Carotid body sensing of systemic inflammation contributes to recruitment of the splanchnic anti-inflammatory pathway

• Systemic LPS increases splanchnic sympathetic nerve activity. • Carotid body ablation attenuates LPS-induced splanchnic sympathetic activation. • Disruption of carotid body input or splanchnic sympathetic outflow exacerbates LPS-induced inflammatory responses. • LPS drives RVLM neuronal activation in a carotid body–dependent manner. • Carotid bodies act as peripheral inflammatory sensors required for full engagement of the splanchnic anti-inflammatory pathway. Systemic inflammation engages autonomic reflexes that modulate immune responses, yet the peripheral sensors and central circuits responsible for recruiting sympathetic anti-inflammatory pathways remain incompletely defined. Here, we identify the carotid bodies as critical afferent sensors required for full engagement of a splanchnic sympathetic reflex during endotoxemia.

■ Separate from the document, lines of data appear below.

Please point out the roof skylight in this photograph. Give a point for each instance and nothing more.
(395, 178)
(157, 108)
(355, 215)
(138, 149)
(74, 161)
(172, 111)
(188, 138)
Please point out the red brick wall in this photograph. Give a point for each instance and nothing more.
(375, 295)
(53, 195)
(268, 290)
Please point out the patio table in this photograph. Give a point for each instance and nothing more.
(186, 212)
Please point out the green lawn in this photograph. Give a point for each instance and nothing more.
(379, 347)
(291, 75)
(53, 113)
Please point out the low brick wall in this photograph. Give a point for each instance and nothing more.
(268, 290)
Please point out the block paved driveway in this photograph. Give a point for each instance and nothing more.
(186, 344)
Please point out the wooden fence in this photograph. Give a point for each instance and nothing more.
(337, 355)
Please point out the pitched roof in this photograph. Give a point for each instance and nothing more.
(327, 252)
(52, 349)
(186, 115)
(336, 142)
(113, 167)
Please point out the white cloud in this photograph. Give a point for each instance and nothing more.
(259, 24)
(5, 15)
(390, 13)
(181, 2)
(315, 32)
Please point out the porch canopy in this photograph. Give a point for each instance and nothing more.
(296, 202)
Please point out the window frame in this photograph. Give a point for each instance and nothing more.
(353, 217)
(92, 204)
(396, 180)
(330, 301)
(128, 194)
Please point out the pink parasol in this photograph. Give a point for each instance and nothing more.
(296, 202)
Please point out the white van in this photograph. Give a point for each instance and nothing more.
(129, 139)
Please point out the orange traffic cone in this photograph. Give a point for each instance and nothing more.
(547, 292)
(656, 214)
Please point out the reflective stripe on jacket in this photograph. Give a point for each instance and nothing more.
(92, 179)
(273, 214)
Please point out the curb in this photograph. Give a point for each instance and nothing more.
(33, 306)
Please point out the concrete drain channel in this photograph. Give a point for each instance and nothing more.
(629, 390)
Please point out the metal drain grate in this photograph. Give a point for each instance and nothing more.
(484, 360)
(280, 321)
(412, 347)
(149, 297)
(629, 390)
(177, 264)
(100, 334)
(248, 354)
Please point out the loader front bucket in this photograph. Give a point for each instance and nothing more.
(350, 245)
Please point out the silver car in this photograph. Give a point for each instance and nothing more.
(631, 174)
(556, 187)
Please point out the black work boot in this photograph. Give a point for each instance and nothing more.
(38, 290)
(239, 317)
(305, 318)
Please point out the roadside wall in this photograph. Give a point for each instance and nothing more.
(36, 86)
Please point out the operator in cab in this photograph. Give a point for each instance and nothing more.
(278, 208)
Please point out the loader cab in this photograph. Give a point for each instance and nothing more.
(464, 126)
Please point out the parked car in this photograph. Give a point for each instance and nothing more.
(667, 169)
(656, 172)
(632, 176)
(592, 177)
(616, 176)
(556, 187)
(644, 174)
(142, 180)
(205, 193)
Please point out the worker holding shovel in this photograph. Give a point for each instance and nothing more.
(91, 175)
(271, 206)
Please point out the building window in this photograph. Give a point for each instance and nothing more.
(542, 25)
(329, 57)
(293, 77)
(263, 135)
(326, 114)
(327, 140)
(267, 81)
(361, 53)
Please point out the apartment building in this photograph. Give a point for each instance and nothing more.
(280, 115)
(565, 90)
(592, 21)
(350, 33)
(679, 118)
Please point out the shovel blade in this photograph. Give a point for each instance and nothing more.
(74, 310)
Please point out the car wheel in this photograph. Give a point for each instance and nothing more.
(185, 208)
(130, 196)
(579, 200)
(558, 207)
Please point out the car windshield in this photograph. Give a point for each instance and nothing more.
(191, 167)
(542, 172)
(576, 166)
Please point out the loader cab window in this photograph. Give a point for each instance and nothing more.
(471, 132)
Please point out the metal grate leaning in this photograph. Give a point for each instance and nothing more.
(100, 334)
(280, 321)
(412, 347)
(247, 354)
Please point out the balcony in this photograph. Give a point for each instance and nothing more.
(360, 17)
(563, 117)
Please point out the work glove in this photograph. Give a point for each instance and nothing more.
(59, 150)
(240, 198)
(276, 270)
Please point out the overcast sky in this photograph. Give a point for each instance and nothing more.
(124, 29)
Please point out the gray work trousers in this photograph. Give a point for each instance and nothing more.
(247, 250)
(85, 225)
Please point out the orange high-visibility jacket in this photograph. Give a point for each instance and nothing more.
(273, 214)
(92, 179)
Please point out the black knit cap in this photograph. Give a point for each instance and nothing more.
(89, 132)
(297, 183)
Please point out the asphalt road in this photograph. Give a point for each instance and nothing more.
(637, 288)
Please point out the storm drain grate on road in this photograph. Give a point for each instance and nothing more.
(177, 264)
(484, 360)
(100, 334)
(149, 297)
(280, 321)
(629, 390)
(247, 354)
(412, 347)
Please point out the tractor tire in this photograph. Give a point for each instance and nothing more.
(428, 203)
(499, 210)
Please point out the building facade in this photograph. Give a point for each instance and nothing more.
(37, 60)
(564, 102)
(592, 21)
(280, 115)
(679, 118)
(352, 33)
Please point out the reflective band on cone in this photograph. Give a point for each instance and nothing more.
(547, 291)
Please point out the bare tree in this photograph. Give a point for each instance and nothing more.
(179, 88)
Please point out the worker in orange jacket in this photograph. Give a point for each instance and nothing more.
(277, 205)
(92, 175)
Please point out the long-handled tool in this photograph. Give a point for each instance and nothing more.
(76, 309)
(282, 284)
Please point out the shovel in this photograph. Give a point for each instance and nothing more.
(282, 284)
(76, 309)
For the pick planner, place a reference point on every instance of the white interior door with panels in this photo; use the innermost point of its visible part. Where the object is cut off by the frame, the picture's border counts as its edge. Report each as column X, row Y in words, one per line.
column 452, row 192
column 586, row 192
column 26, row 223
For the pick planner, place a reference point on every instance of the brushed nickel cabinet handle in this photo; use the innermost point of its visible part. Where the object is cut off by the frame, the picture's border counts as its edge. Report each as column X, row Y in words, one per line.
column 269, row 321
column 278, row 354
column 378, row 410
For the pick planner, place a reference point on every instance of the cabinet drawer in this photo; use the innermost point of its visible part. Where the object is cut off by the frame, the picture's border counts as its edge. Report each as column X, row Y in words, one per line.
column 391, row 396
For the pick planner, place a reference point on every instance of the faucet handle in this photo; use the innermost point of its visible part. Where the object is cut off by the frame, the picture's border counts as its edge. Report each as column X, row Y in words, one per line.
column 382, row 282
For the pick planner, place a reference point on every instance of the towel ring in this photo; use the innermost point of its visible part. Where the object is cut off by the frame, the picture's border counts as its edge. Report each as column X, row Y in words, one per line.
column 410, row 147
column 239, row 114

Using in vivo splanchnic sympathetic nerve activity recordings, cytokine measurements, and brainstem neuronal mapping, we show that intraperitoneal injection of lipopolysaccharide (LPS) activates splanchnic sympathetic outflow and neurons within the rostral ventrolateral medulla (RVLM). Bilateral carotid body ablation markedly attenuated LPS-induced splanchnic sympathetic activation, reduced RVLM neuronal activation, and shifted cytokine responses toward a pro-inflammatory profile characterized by increased TNF-α and reduced IL-10 levels in plasma and spleen. Disruption of splanchnic efferent signaling similarly exacerbated inflammatory cytokine responses. Together, these findings suggest a carotid body–RVLM–splanchnic axis linking peripheral inflammatory signal detection to autonomic control of immune function during systemic inflammation.